Estudo aponta quais redes sociais influenciam “millennials” e “zennials” na hora da compra

Entre as redes sociais mais acessadas, o campeão foi o Facebook. Porém, outra mídia exerce uma influência superior sobre os millennials. Veja

Tempo de leitura: 2 minutos

30 de junho de 2022

Crédito: Unsplash

Uma pesquisa inédita e exclusiva feita pela consultoria KPMG apontou quais são as redes sociais mais utilizadas pelos consumidores e quais delas tem o poder de influenciar o usuário na hora da compra. E também a opinião das pessoas sobre os metaversos.

Segundo a pesquisa “Tomada de pulso do consumidor”, o Facebook ainda é rede social mais utilizada, seguida por Instagram, TikTok, Pinterest e Snapchat. Porém, quando o assunto é influenciar o usuário na hora da compra, a situação fica um pouco diferente.

Hoje, o TikTok é a principal influência de publicidade nas mídias sociais para os Millennials (75%) e a Geração Z (64%), com o Snapchat ocupando a segunda posição.

Considerando todas as redes sociais, a média de influência da publicidade na hora da compra também é alta. Estima-se que 50% e 60% dos consumidores fazem compras às vezes, frequentemente ou sempre a partir de recomendações publicitárias ou em plataformas de mídias sociais.

Metaverso e redes sociais em evolução

Outra conclusão importante da pesquisa foi sobre o metaverso.

Dois em cada três respondentes estão ao menos um pouco familiarizados com essa realidade. Para quase 50%, o metaverso pode fornecer um fórum para interagir com amigos de forma tão importante quanto pessoalmente. E mais de 40% concordam que estar com amigos no metaverso é uma maneira autêntica de interação.

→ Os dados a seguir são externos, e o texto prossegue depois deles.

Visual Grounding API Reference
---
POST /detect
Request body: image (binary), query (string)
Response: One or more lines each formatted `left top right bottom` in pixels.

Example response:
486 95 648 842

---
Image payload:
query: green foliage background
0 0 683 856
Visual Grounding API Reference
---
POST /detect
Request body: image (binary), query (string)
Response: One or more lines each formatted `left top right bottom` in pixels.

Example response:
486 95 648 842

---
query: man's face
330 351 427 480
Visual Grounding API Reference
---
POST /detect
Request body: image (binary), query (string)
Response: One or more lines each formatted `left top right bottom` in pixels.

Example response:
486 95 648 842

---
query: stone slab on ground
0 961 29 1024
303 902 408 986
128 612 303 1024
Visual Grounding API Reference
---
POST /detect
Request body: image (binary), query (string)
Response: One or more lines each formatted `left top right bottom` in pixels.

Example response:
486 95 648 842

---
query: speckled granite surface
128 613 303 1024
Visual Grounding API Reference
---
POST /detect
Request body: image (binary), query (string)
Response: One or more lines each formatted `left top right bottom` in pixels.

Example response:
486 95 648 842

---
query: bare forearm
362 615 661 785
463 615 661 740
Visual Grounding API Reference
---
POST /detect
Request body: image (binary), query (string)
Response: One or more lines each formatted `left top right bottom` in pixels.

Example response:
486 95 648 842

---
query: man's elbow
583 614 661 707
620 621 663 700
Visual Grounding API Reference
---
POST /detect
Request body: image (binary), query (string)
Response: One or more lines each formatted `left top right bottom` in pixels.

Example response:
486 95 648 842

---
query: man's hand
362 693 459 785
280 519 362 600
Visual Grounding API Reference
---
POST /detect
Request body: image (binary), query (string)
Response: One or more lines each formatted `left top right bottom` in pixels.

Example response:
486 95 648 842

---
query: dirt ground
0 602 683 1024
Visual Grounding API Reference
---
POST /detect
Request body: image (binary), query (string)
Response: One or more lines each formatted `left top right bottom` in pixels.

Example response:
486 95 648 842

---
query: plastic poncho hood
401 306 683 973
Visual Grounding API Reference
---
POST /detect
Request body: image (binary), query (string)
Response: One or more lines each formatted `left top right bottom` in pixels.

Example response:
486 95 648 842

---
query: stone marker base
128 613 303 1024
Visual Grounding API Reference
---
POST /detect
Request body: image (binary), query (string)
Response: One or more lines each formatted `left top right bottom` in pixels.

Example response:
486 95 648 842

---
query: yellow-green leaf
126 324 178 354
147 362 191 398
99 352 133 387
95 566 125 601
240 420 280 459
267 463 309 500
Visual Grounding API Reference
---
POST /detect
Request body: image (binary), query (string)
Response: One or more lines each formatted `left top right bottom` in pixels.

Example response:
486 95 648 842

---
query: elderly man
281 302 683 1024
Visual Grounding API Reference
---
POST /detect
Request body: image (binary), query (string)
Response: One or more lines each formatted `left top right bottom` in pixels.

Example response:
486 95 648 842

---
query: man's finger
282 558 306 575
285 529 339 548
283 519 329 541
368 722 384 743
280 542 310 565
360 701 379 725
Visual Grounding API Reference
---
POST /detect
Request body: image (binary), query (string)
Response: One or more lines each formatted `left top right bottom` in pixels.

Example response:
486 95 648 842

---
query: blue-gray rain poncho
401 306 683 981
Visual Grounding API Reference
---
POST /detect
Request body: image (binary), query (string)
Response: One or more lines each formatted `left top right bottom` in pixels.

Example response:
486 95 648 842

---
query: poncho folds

GTA 5, um dos mais populares metaversos da atualidade

“Em um mundo cada vez mais complexo, globalizado e digitalizado, as redes sociais e a tecnologia em constante evolução seguem transformando para sempre o mercado de consumo. As mudanças, sem precedentes na história do setor, estão sendo estruturais, e as empresas precisam estar preparadas para esse cenário desafiador. Não apenas as operações precisam mudar, mas os modelos de negócios devem ser atualizados. Aqueles que não enfrentarem essa situação perderão espaço ou desaparecerão. Contudo, quem for ágil, com foco estratégico e assertivo ganhará mercado e poderá liderar essa transformação”, afirma Fernando Gambôa, sócio líder de Consumo e Varejo da KPMG no Brasil e na América do Sul.